She turned to look, and a third silhouette appeared, then a fourth, larger than the others. Then even more. Each newcomer took its place and became still, only betrayed by the sun sinking behind the ridge. Darkness settled over the land. The shapes seemed to be waiting. As the sun dipped out of sight, its last rays dazzling Kellen’s eyes, the line of shapes came down off the ridge as one, into the dark he and Abby shared in the unknown valley.
“Let’s go, Kellen,” she said. “I don’t like them, whatever they are.”
“What about Iz?” he asked.
“It’s too late to go back.”
He nodded.
They’d been working their way forward through a particularly treacherous boulder field when the first bleeps and chirps reached their ears. The ding of metal on stone followed. The sounds echoed eerily among the rocks.
They crept along, afraid of who or what might find them. The way grew more difficult as they descended, leaping across small crevices, avoiding larger ones. Kellen kept his eyes on the black voids in the rock face where tunnels had formed in the lava.

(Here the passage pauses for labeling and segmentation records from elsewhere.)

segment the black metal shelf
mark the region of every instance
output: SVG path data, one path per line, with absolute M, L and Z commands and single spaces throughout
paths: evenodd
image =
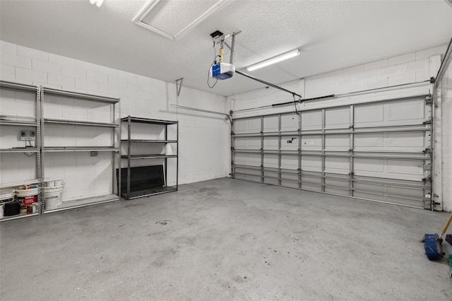
M 81 125 L 88 126 L 107 126 L 107 127 L 118 127 L 119 125 L 114 123 L 109 122 L 92 122 L 78 120 L 63 120 L 63 119 L 54 119 L 49 118 L 44 118 L 44 122 L 46 124 L 71 124 L 71 125 Z
M 56 96 L 62 96 L 69 98 L 77 98 L 81 100 L 86 100 L 90 101 L 96 101 L 100 102 L 107 102 L 111 104 L 118 103 L 119 102 L 119 98 L 108 98 L 106 96 L 93 95 L 91 94 L 78 93 L 76 92 L 64 91 L 61 90 L 52 89 L 49 88 L 44 87 L 44 94 L 48 94 Z
M 111 146 L 47 146 L 43 150 L 47 152 L 58 151 L 118 151 L 118 148 Z
M 121 158 L 129 158 L 129 156 L 127 155 L 121 155 Z M 131 160 L 136 160 L 136 159 L 160 159 L 160 158 L 177 158 L 177 155 L 130 155 Z
M 127 194 L 121 194 L 123 198 L 131 200 L 133 199 L 143 198 L 145 196 L 150 196 L 155 194 L 165 194 L 167 192 L 177 191 L 177 187 L 175 186 L 164 186 L 162 187 L 152 188 L 150 189 L 139 190 L 138 191 L 130 192 L 129 196 Z
M 130 142 L 131 143 L 177 143 L 177 140 L 145 140 L 145 139 L 122 139 L 121 142 Z
M 127 124 L 127 138 L 128 138 L 127 139 L 123 138 L 122 140 L 120 141 L 121 143 L 125 143 L 126 147 L 124 148 L 124 150 L 123 151 L 124 151 L 124 153 L 126 153 L 121 154 L 121 155 L 119 156 L 119 158 L 120 158 L 119 167 L 122 167 L 123 165 L 121 165 L 121 162 L 122 160 L 124 160 L 125 162 L 125 164 L 124 164 L 125 167 L 124 168 L 126 170 L 123 171 L 123 172 L 126 172 L 126 179 L 124 179 L 124 182 L 126 182 L 126 185 L 124 187 L 124 188 L 121 189 L 121 168 L 119 168 L 118 170 L 119 170 L 118 178 L 119 179 L 118 187 L 119 187 L 119 190 L 121 191 L 120 195 L 126 199 L 138 199 L 141 197 L 150 196 L 155 194 L 164 194 L 167 192 L 177 191 L 178 187 L 178 173 L 179 173 L 178 152 L 177 150 L 176 150 L 175 155 L 172 155 L 173 153 L 170 152 L 170 150 L 166 149 L 166 148 L 168 146 L 170 146 L 170 144 L 169 143 L 174 143 L 175 146 L 177 146 L 178 144 L 179 122 L 169 121 L 169 120 L 157 120 L 157 119 L 141 118 L 141 117 L 133 117 L 130 115 L 127 116 L 126 117 L 121 118 L 121 125 L 124 124 L 122 124 L 122 122 L 126 123 Z M 132 124 L 133 123 L 148 124 L 148 126 L 149 127 L 149 129 L 151 129 L 153 130 L 157 130 L 157 131 L 160 132 L 160 134 L 164 134 L 165 135 L 162 135 L 162 136 L 160 136 L 160 134 L 156 135 L 157 133 L 155 133 L 154 131 L 152 131 L 153 134 L 148 136 L 148 137 L 150 138 L 149 139 L 145 139 L 145 139 L 133 139 L 131 137 L 133 136 L 132 133 L 132 128 L 133 128 Z M 161 126 L 155 126 L 155 125 Z M 175 139 L 174 136 L 171 136 L 172 139 L 170 138 L 169 137 L 168 129 L 170 126 L 171 126 L 172 129 L 175 129 L 175 133 L 174 133 L 176 134 Z M 121 128 L 122 126 L 121 127 Z M 145 137 L 146 136 L 145 136 Z M 153 143 L 156 144 L 154 146 L 165 145 L 165 152 L 166 153 L 168 153 L 168 155 L 165 155 L 165 153 L 144 153 L 143 154 L 143 153 L 155 153 L 155 152 L 160 153 L 160 150 L 155 150 L 155 147 L 153 147 L 153 148 L 150 147 L 151 144 Z M 148 150 L 145 150 L 142 149 L 141 150 L 136 150 L 135 151 L 133 151 L 134 150 L 133 148 L 136 147 L 139 144 L 141 144 L 142 146 L 146 146 L 146 147 L 149 146 L 150 149 L 148 149 Z M 121 148 L 121 145 L 119 146 L 119 148 L 122 149 Z M 143 147 L 141 148 L 143 148 Z M 132 153 L 139 153 L 137 155 L 132 155 Z M 162 170 L 162 182 L 159 183 L 159 184 L 168 184 L 168 172 L 168 172 L 167 170 L 168 158 L 175 158 L 174 160 L 172 160 L 172 162 L 173 163 L 175 160 L 175 163 L 176 163 L 176 166 L 174 166 L 174 167 L 175 167 L 175 172 L 176 172 L 176 179 L 175 179 L 174 186 L 162 186 L 157 188 L 149 188 L 150 187 L 152 187 L 153 186 L 155 186 L 155 184 L 148 183 L 145 185 L 141 186 L 139 187 L 139 188 L 141 188 L 141 190 L 131 191 L 131 172 L 132 171 L 132 169 L 135 168 L 131 166 L 132 165 L 131 163 L 132 160 L 147 159 L 150 160 L 145 161 L 145 162 L 154 163 L 154 164 L 155 164 L 156 161 L 155 160 L 153 161 L 152 160 L 160 159 L 157 162 L 159 163 L 159 164 L 161 163 L 161 165 L 164 170 Z M 172 170 L 173 165 L 171 165 L 170 167 Z M 172 184 L 174 184 L 171 182 L 170 183 Z
M 128 120 L 129 120 L 129 117 L 124 117 L 121 119 L 121 122 L 127 122 Z M 161 125 L 176 124 L 177 123 L 177 122 L 173 122 L 173 121 L 150 119 L 148 118 L 139 118 L 139 117 L 130 117 L 130 121 L 131 122 L 149 124 L 161 124 Z
M 35 147 L 0 148 L 0 153 L 37 153 L 37 148 Z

They made him nervous.
Tick, tick.
“Did you hear that?” Abby asked.
“Yeah.”
Tick.
“Look,” she said pointing to a tiny red light blinking on and off within a nearby tunnel.
An electronic shriek sounded back the way they’d come, then a tone so deep and intense the ground seemed to shake. If Kellen had had any question before, he doubted no longer. They were being followed.
Chapter 16 – Five
Sheemi heard screaming. She opened her eyes and puked in her suit for the second time. She sat unmoving, trying to inventory her various aches and pains. Every joint hurt. Her stomach convulsed with dry heaves. Thinking was difficult.
The screams diminished, but someone still cried out from time to time. Someone needs help. Getting up was harder than expected. Every movement brought pain. She managed to get upright. Her suit had cleaned itself enough so she could read her displays again. The bus had air, so that was alright. They hadn’t decomp’d.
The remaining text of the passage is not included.